何もない土地の住人讃歌

 僕の住む埼玉南東の町は、特に特徴のない面白みのないところだ。謙遜で言うわけではないし、周辺の地域の人たちからも同じように言われている。まったく何もないわけではないし、友だちの中にはこの町の良いところを掘って、周知させる活動をしている人間もいる。でも、あまり広がらない。

 TVの街ブラ番組が国内の大半をブラブラし尽くしたとしても、この町に寄りつくことはないだろうと思っていた。それが、テレ東で長く続いている地域特化型バラエティ番組が特集するという。住人としては身構えてしまう。この町の「何もなさ」を全国に晒す悲しい回になるのではないか、と。

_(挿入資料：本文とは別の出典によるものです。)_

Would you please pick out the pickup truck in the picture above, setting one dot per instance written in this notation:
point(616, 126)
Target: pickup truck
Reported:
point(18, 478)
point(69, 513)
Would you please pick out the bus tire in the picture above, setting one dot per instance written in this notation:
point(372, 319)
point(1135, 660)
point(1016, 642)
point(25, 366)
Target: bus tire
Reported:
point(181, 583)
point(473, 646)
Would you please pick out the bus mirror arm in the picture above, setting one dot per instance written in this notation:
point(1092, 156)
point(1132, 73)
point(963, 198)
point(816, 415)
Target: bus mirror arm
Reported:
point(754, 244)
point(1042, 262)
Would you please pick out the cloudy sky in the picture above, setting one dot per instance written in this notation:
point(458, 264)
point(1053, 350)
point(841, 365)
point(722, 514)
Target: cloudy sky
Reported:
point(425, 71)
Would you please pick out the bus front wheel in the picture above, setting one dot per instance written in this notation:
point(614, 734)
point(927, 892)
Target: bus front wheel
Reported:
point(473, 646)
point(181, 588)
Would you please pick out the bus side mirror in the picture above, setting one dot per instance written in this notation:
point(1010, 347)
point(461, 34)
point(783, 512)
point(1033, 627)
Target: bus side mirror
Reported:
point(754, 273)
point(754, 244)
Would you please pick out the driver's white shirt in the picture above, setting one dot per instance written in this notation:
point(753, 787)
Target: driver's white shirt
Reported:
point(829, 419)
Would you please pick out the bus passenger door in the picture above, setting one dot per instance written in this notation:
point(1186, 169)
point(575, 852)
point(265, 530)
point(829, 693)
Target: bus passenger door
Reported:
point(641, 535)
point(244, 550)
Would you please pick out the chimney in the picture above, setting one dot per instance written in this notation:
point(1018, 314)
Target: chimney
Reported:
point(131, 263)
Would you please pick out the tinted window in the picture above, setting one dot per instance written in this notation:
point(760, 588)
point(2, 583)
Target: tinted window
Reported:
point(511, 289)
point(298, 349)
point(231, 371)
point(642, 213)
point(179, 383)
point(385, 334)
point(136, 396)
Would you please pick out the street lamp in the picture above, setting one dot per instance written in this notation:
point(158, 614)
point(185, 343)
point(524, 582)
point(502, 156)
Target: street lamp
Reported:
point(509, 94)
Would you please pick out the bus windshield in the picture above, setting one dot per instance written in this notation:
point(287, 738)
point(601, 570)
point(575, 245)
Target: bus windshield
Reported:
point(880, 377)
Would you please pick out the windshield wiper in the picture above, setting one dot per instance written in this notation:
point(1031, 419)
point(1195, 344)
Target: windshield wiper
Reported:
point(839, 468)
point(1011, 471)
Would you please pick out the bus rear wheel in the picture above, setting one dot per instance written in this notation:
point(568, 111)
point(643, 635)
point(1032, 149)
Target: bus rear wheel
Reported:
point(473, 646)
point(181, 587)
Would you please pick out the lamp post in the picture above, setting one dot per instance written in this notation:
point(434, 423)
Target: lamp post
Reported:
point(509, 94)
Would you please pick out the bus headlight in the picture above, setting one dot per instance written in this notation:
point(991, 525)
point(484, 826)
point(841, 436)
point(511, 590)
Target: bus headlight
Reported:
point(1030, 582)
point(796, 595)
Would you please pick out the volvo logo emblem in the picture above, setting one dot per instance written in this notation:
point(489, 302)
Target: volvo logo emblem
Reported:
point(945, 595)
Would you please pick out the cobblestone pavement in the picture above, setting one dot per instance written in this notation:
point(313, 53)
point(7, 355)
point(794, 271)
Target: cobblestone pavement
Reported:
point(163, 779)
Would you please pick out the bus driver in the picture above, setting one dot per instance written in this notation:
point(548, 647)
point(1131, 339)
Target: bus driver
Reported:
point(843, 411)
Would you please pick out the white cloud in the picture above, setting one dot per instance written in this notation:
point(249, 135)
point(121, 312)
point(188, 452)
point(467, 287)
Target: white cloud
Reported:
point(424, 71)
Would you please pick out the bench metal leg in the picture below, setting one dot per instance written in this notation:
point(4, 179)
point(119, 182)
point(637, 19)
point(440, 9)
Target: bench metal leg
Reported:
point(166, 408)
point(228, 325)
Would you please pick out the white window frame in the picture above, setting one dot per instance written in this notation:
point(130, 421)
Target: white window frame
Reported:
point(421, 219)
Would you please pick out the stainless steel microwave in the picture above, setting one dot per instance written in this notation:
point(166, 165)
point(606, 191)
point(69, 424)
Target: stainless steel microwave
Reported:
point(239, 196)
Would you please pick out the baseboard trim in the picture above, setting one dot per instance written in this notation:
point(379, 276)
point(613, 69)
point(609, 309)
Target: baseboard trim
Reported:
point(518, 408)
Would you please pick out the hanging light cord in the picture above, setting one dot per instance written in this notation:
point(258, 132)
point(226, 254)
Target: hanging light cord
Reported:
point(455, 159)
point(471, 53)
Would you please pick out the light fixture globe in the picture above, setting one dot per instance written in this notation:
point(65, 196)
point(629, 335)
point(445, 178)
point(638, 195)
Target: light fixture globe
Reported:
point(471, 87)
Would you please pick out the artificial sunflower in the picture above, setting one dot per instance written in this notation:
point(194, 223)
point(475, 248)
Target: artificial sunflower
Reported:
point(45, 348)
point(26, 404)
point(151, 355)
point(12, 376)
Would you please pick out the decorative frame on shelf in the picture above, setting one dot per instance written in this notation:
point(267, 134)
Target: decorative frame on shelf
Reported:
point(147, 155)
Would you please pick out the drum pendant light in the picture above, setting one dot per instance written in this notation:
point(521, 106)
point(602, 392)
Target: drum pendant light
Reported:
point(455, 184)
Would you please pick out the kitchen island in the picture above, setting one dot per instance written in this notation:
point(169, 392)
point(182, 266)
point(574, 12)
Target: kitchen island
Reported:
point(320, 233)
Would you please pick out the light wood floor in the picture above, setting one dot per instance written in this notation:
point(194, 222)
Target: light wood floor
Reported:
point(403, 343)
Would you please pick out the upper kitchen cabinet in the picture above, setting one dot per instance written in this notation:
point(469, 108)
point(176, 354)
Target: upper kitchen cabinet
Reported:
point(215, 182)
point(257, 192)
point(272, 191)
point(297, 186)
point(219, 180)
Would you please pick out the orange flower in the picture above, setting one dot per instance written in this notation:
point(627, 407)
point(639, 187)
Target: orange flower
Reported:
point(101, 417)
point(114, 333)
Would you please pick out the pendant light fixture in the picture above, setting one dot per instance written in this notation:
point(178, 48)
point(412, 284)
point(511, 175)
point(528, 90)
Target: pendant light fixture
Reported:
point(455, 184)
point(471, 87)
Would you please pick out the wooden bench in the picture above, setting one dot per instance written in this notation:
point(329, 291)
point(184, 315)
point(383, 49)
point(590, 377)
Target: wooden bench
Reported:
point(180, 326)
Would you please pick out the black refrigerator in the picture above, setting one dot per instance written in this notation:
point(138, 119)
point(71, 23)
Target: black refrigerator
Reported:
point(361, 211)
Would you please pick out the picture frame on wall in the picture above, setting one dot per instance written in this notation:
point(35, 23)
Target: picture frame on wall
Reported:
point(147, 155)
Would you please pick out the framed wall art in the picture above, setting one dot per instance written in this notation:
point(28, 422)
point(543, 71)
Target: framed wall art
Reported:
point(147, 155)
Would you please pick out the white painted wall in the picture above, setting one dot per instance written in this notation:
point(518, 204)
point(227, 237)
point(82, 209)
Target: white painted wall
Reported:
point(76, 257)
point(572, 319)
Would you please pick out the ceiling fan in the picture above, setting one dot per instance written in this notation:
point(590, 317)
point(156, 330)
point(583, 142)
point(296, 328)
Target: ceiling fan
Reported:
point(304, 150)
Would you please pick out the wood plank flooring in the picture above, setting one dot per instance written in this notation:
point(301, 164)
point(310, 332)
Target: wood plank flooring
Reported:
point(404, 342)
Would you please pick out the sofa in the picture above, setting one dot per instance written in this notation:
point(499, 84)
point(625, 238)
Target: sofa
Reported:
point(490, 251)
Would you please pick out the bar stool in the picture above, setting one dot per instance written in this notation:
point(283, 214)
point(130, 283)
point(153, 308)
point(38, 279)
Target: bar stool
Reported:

 または、僕らが見つけられないこの町の良さをTVによって教えられるのも不本意だ。住んでいる人間にとっては当たり前でも、外から見れば珍しくて価値がある場合がある。そんな長所を外部から指摘されるというのは、われら住人の怠慢だとも言える。もっと謙虚に地元を見つめるべきなのだ。

 なんて綺麗事を思わないでもないが、そこまで地元愛があるわけではない。ただ、長く住んでいるので根付いてしまっただけだ。本当ならもっと住みやすい場所を求めて移動し続けるべきなのかもしれない。僕には此処ではない何処かなんて幻想はないが、住む場所の選択は今からでも考えられる。

 学生時代に住んでいたオンボロアパートのことをたまに思い出す。住みやすかったわけではないし、1年だけの仮の住まいだと思っていたので最低限の家具しかなかった。卒業で実家に引き上げる時に業者に引越しを頼んだけど、大型のトラックの片隅にポツンと置く程度の量しか荷物がなかった。

 それでもあのアパートを思い出すのは、もっと楽しめば良かったということだ。ボロいし風呂もなかったし和式の便座だったけれど、キッチンと広い居室が別れていた。ちょっと不気味な板の前もあった。アレンジ次第ではもっと良い部屋になったと思うので、その後悔が思い起こさせるのだろう。

遅くまで飲んだ帰りは歩くことになる市境の川沿い。とても寂しくて物騒な道。